1. History Behind the Oppression of the Palestinian People

After the conclusion of the Holocaust, which killed over 6 million Jewish people and displaced millions more, Jewish people wanted their own country. Britain promised Palestine as the national home for the displaced Jewish people. However, the promise was made without consulting the Christian and Muslim people who were already living in Palestine. Oh and Britain had absolutely no right to the land to even make the promise in the first place. Once Britain made this agreement in 1948, the Zionist movement worked relentlessly to carry it out. Zionism is a nationalist political movement that advocates for the re-establishment of a Jewish homeland which is defined as the historic Land of Israel (a.k.a Palestine). Proponents of Zionism view themselves as a liberation movement for Jewish people to return to their homeland, but negating that it was done at the cost of complete genocide of the Palestinians.

2. “We Are Against the Government that Will Persecute the Palestinian People” – Huey Newton.

Huey Newton, co-founder of the BPP, believed that Palestinian people were the pioneers of liberating themselves from their colonial oppressors. With Jewish refugees relocating to their “promise land” of Israel many Palestinians became ethnically cleansed as a result. Israeli military have been forcing Palestinians off their land for almost 70 years by death, bombings, bulldozing, fear and many other forms of persecution. Huey Newton made it clear that the Black Panther Party was not against Jewish People but they were absolutely against the government that persecutes the Palestinian people.

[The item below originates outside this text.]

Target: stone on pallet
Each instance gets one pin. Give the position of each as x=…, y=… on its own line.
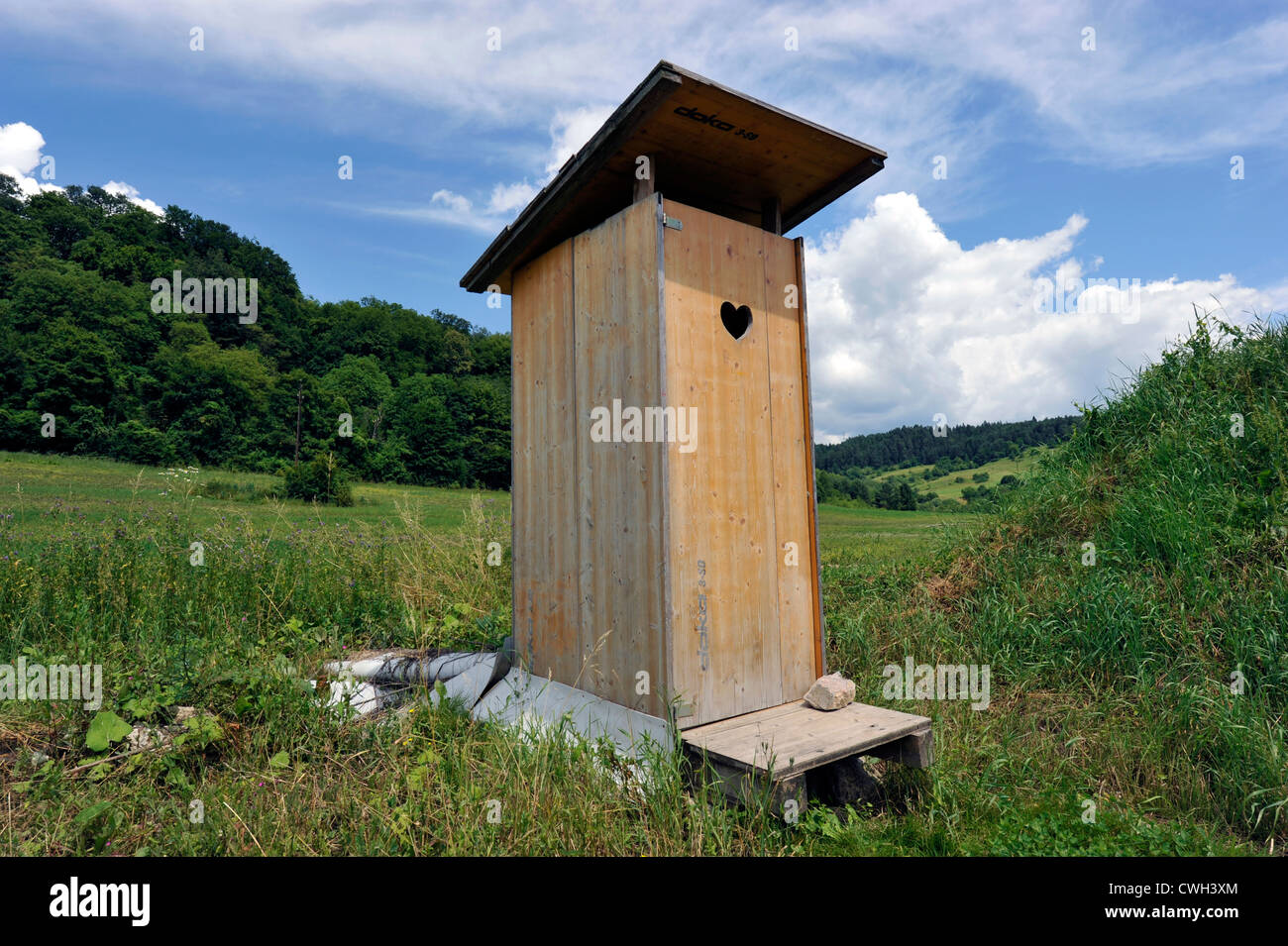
x=832, y=691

3. The Movement for Black Lives (M4BL) Solidarity Statement For Palestinians

At the beginning of this month, a collective group called the Movement for Black Lives (M4BL), made up of over 50 domestic organizations that advocate for the liberation of Black People in America, released a comprehensive 6 pointed platform that demands power, freedom and justice for the Black Community. The platform also recognized Palestinians and their long struggle of being murdered, incarcerated and displaced by the Israeli government.

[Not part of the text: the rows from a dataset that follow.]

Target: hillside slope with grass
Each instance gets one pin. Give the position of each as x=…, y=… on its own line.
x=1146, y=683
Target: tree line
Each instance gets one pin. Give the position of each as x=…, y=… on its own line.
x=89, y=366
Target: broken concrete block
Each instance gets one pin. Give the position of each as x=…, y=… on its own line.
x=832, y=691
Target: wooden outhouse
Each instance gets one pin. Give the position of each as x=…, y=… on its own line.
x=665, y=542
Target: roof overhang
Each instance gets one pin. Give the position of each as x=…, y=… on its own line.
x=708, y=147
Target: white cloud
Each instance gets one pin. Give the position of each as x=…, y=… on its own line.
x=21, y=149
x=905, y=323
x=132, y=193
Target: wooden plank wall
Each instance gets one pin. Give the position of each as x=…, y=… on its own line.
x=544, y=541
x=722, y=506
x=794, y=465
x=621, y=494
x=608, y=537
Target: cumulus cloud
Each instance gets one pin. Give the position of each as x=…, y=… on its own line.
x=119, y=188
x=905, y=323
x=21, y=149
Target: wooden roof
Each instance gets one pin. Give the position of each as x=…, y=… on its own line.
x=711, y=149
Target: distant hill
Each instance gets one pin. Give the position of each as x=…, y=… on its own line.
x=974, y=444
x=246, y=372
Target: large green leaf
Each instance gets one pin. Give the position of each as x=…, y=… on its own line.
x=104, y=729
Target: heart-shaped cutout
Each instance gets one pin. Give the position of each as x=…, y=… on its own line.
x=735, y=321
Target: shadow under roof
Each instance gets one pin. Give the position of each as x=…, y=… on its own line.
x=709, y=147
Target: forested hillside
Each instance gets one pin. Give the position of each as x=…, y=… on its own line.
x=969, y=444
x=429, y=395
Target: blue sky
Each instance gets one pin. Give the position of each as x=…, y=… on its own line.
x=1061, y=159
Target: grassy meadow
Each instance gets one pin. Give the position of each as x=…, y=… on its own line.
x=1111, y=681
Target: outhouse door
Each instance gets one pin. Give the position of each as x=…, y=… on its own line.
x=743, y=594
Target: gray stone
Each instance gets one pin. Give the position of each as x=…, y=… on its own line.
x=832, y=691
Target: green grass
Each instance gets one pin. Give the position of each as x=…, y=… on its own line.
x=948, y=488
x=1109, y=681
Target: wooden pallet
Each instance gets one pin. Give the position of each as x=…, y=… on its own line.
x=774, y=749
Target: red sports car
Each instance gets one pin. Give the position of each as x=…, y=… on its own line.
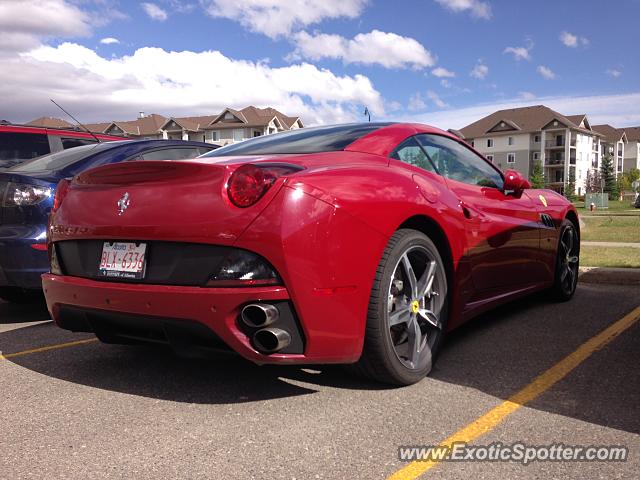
x=356, y=244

Back when the Black Panther Party showed their solidarity with the Palestinian community, they made it clear that Black Americans shared a history of colonial and racial oppression with both Jewish and Palestinian communities. Several Jewish organizations felt attacked by the BPP making the assertion that Palestinians suffered the same struggle as Jews and the black community.

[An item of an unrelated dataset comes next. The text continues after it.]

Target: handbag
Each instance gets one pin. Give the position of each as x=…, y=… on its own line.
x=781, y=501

Ironically in 2016, when the (MB4L) acknowledged that Israel is an apartheid state committing genocide against Palestinian people, several Jewish organizations in the United States condemned the entire platform for its stance on Israel. These groups claimed that the words “apartheid” and “genocide” were too harsh and would’ve been in complete agreement with the platform if the movement had left Israel out of it completely. I want to ask them, is an unarmed black person’s life lost at the hands of police brutality worth more than an unarmed palestinian’s life lost at the hands of the Israeli government?

With that being said, several Jewish organizations have made public statements denouncing the Movement for Black Lives and any individual or organization that supports it. Yet, in the same way Jewish organizations denounced the BPP’s public solidarity with the Palestinians in the era of the civil rights movement. Whichever wise person said history repeats itself was definitely not lying.

The Congressional Research Service’s estimate of US aid to Israeli (not adjusted for inflation) from 1949 through 2014 was $121 billion. The Palestinians do not have an army, airforce or a navy to protect themselves from the Israeli government. No matter how you flip the coin this is a war on unprotected people and our tax dollars are helping to fund it.

The BPP’s public solidarity with the Palestinians over 50 years ago is just as important as the Movement for Black Lives’ public solidarity with the Palestinians today.